The Marni look is one we all have down pat: clunky shoes, crazy print frocks, a madcap styling trick or six.
A surprise in fashion is always nice - it's also incredibly rare, in these days of back-to-back shows, 'sneak' previews and live backstage streaming spoiling that previously sacrosanct shock of the new when the first looks hit the catwalk. Maybe that's why Consuelo Castiglioni's latest Autumn/Winter collection for Marni felt quite so satisfying - because it managed to surprise us.
The Marni look is one we all have down pat: clunky shoes, crazy print frocks, a madcap styling trick or six. Basic Little Edie meets Milano jet-set in an artist commune in Tuscany. Today however, Castiglioni added a new element to that mix. Glamour. The openers, all bottle-green and ivory silk spiralled with geometric pattern, conformed to the usual Marni Aesthetic aesthetic, with a graphicism to the prints that conjured up Art Deco and sixties bathroom tiles in equal measure. Quickly, however, Castiglioni tapped into her more sensuous side, with glossy furs belted over tight suits and lurex wrapped into slinky knee-length dresses with a hint of the twenties about them.
Slinky, of course, is a relative term - these were hardly thigh-gripping body-con, but unlike many Marni garments they did give an external hint of the female form underneath, narrow belts pulling in the waist and skirts falling just below the knee. Maybe its the mood of the time - after all, they're contrasting against a season of drop-waist tunics, cocooning coats and trapeze dresses rather than Milan's usual girdle-tight tailoring. But the glamour here seemed to be intentional, too, models sporting big sunglasses, even bigger earrings, and peekaboo hair that looked part Veronica Lake, part post-coital deshabille.

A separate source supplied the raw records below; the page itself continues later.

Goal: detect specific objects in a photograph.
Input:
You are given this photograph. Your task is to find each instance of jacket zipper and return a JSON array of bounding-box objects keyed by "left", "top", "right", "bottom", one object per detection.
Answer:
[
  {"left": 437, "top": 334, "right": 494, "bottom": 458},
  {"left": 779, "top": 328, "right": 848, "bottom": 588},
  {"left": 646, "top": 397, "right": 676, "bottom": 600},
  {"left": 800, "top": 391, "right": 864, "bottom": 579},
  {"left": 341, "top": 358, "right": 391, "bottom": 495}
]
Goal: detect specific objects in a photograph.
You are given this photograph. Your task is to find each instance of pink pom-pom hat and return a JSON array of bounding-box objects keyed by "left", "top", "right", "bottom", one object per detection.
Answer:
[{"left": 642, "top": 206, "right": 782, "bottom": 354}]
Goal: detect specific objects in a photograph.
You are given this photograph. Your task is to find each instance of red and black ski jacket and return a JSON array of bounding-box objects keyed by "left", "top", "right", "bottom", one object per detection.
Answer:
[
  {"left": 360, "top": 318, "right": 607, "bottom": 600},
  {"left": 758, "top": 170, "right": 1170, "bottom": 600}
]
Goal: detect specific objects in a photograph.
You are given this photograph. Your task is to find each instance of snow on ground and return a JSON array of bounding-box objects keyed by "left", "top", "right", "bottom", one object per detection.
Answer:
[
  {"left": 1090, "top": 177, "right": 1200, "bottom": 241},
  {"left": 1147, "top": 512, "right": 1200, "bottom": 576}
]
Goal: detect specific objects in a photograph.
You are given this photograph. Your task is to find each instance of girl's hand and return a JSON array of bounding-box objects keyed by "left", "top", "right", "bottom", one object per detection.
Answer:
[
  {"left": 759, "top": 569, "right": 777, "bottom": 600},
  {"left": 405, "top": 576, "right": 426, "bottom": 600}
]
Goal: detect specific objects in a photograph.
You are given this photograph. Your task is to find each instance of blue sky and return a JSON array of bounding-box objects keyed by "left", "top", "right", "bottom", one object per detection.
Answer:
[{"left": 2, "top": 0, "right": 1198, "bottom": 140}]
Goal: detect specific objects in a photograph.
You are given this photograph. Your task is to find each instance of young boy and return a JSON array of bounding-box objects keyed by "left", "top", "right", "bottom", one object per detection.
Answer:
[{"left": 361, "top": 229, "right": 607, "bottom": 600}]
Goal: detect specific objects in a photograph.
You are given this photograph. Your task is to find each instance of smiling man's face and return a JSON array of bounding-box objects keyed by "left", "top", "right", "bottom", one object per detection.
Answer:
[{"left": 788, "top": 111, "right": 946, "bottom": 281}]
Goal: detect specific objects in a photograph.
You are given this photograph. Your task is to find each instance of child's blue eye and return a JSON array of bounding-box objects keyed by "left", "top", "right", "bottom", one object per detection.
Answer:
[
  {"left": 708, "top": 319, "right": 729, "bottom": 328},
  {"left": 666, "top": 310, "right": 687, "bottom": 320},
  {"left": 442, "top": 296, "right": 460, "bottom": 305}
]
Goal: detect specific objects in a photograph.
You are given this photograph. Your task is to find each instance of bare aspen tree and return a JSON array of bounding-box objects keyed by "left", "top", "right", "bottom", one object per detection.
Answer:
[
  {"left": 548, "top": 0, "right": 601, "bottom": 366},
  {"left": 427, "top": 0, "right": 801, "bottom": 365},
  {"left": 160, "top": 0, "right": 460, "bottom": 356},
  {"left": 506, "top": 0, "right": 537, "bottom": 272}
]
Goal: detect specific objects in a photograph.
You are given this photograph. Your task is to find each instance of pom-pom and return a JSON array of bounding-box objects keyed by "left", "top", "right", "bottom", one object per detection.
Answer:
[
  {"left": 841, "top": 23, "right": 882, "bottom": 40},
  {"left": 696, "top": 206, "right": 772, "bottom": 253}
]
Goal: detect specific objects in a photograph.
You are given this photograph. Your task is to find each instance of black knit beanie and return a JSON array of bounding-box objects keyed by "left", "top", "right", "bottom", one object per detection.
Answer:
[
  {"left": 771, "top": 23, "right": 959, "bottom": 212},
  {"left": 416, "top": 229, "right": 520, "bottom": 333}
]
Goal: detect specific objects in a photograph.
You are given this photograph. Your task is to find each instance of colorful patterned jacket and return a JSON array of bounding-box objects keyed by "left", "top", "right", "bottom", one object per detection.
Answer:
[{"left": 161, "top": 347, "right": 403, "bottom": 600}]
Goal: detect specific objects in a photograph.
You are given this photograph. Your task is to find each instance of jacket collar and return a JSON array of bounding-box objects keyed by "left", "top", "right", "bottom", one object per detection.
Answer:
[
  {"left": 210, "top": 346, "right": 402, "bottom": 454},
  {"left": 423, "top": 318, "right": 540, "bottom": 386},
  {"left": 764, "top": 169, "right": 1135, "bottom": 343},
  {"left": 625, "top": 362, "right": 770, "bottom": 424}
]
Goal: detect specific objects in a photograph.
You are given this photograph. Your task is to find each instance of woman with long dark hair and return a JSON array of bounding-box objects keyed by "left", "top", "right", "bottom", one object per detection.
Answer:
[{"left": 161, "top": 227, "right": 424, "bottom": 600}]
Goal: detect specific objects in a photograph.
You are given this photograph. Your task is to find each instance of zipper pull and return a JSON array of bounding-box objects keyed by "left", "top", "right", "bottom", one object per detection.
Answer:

Later, that glamour was expressed through texture, a usual Marni game but seldom played so effectively. Rather than odd-bod, these textures looked luxurious, beading scattered over dresses and coats, sequins glinting on skirts, thick fur coats or firm leather jackets tossed over every other look. Marni is first and foremost a fur house - a fact that often gets lost. Today, the furs were the best part, teddy-bear soft in panels on those leathers, clipped into tessellated polygons, bi-coloured in a mid-calf belted coat or worked into huge cuffs on gloves. Those were Marni's crazy styling trick of the season - part Marlene Dietrich, part welding gauntlet. Blame the cold Milanese morning, but everyone left the venue coveting a pair. Surprise surprise.